Francia es un caso ejemplar. Macron se proyectó a sí mismo como una cura para la polarización; en cambio, su gobierno ha recurrido a medidas represivas. Desde la protesta siendo «criminalizada» hasta el artículo 49.3 de la Constitución, que permite que se apruebe una ley sin la bendición de la Asamblea Nacional, en uso activo. El centro extremo puede manipular herramientas iliberales cuando entra en pánico. El razonamiento es sencillo: si los extremos de la derecha e izquierda están desestabilizando el sistema, entonces la respuesta es un poder fuerte en el centro que puede aceptar restricciones a la libertad en favor del buen funcionamiento de los asuntos.
Este patrón no es nuevo. La Revolución Francesa ya había demostrado que el centro político también podía llegar a ser extremo. Ferrand recuerda la descripción de Camille Desmoulins sobre los «Imparciales y Moderados» como tentativos, que responden a las condiciones, golpeando tanto a realistas como a jacobinos por igual. Esto ha sucedido antes: en grados restringidos, en 1851, en 1892 y en 1958, épocas en las que el centro político jugó un papel represivo y cuando la crisis se convirtió en el pretexto para el «ir por todo».

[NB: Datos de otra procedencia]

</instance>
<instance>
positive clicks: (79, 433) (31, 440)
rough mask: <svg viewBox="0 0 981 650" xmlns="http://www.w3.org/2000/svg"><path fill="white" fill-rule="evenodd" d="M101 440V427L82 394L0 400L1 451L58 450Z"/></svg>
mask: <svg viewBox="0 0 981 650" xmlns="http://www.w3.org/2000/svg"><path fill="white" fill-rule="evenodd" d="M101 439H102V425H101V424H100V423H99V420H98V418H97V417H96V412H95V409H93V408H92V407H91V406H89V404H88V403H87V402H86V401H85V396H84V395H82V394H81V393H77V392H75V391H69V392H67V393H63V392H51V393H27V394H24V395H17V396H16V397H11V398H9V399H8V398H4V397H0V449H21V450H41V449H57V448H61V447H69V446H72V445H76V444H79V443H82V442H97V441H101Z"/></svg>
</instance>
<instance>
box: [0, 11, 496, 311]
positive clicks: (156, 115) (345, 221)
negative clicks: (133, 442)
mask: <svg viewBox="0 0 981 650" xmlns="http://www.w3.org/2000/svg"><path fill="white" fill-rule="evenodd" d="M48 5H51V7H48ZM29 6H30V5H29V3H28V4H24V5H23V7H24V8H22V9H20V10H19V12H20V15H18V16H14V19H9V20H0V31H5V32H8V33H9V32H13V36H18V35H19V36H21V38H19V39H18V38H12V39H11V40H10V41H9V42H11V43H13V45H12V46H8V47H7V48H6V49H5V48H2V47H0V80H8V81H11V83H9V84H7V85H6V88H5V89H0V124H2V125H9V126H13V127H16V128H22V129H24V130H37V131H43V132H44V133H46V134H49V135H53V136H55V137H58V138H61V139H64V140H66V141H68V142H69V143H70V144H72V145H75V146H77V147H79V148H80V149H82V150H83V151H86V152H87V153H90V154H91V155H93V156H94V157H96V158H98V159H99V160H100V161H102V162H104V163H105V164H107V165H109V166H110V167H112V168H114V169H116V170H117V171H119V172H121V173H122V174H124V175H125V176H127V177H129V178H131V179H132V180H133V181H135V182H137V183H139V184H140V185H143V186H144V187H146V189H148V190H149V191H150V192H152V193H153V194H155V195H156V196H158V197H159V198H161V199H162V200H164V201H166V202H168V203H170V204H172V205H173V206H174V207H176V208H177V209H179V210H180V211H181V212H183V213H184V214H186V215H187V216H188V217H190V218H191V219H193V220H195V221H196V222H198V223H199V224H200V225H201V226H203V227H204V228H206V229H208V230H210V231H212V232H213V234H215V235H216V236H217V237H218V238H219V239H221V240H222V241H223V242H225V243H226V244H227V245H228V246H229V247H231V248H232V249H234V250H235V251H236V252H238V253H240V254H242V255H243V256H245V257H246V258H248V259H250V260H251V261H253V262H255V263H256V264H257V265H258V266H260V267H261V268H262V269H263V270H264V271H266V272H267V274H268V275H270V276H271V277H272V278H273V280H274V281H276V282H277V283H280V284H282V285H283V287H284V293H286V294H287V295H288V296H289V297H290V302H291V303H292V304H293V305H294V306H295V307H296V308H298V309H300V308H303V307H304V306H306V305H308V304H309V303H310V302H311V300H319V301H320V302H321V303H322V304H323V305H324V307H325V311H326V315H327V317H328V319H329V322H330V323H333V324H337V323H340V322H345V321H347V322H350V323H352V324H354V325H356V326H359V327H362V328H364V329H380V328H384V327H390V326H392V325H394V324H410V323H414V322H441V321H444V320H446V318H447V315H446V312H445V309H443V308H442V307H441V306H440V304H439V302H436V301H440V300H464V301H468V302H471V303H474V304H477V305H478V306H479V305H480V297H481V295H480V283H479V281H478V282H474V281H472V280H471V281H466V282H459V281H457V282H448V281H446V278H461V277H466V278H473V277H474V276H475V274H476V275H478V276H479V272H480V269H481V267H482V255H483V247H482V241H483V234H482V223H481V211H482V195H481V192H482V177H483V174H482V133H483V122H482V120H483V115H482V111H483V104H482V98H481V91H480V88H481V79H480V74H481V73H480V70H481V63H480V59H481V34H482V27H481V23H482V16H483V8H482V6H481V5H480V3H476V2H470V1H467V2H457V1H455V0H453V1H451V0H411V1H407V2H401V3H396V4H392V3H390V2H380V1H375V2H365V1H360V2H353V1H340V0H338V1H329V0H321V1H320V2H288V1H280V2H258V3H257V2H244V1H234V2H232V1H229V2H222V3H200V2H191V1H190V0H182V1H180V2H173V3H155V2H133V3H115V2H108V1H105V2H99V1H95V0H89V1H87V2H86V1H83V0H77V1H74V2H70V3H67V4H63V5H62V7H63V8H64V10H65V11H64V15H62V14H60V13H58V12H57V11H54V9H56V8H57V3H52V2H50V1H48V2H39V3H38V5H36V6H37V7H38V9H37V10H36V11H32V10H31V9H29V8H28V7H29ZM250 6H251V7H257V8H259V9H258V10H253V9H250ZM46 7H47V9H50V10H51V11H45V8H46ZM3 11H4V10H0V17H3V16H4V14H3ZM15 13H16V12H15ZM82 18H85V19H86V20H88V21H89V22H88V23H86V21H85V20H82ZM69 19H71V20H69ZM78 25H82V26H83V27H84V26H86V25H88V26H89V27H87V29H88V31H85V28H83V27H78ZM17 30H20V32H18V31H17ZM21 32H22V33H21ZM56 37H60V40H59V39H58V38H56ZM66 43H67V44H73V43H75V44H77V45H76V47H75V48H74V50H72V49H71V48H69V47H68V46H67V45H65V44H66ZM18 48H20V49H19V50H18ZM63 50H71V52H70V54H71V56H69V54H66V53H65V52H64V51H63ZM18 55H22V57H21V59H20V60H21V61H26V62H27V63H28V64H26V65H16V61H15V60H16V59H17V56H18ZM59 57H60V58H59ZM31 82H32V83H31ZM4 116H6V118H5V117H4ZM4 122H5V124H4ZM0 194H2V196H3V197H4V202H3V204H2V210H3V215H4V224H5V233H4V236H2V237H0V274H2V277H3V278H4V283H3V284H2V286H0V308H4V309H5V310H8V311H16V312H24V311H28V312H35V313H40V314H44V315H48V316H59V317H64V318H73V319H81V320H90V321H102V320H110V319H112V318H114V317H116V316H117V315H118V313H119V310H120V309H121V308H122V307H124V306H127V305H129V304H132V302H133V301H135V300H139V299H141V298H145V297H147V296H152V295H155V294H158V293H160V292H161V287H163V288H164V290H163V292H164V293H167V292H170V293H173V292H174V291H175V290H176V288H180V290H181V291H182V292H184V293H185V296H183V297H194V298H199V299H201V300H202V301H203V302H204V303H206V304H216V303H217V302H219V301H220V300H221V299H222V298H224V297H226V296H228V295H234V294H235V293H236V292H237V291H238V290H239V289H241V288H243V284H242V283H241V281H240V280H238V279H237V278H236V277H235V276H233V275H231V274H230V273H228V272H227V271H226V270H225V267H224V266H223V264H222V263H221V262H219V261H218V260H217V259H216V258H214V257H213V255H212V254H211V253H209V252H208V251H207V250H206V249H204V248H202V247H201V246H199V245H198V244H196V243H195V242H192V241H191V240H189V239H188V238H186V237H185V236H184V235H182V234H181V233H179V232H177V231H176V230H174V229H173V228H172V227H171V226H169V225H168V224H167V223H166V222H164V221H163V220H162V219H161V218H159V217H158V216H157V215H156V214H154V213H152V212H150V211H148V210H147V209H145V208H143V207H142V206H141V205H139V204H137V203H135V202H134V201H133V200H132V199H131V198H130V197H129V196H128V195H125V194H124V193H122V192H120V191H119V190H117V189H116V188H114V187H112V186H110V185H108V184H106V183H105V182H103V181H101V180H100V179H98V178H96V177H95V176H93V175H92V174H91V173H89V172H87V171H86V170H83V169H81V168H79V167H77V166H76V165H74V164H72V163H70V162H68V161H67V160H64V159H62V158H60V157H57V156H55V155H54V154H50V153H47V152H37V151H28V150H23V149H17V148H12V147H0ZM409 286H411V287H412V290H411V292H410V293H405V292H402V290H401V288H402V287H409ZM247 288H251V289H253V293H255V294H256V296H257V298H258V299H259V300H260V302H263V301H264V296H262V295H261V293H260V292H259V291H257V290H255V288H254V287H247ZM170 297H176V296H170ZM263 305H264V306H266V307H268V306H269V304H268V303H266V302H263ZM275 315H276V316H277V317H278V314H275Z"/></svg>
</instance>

Hoy en día, un centro extremo no sólo reprimiría sino también menospreciaría cualquier otra política con el argumento de que son políticas alternativas a las amenazantes. En Francia, Macron ha enmarcado su proyecto como el único juego posible, empujando a votar a enfadados hacia los brazos de Marine Le Pen o de Jean-Luc Mélenchon. En Estados Unidos, el establecimiento democrático ha ensayado sin suerte alrededor de Joe Biden como el único candidato que podía derrotar a Trump, mientras se negaba a aceptar cualquier disenso interno.
La pregunta clave aquí es si tal ciclo es inevitable, o si hay maneras de evitar que la política se convierta en un campo de batalla de irreconciliables. ¿Puede la deliberación democrática ser rescatada sin inclinarse hacia una polarización destructiva? ¿Se puede siquiera tener un centro político que no acabe decayendo eventualmente en una especie de autoritarismo envuelto en su propio pragmatismo?
Mientras los ultras sigan propagando odio y exclusión, continuarán abonando el terreno en el que el centro extremo pueda surgir no como una respuesta mediadora capaz de expandir el marco democrático, sino solo como una reacción que no haga más que profundizar la polarización. Ya conocemos esto por la historia. El nuevo desafío es no repetirla.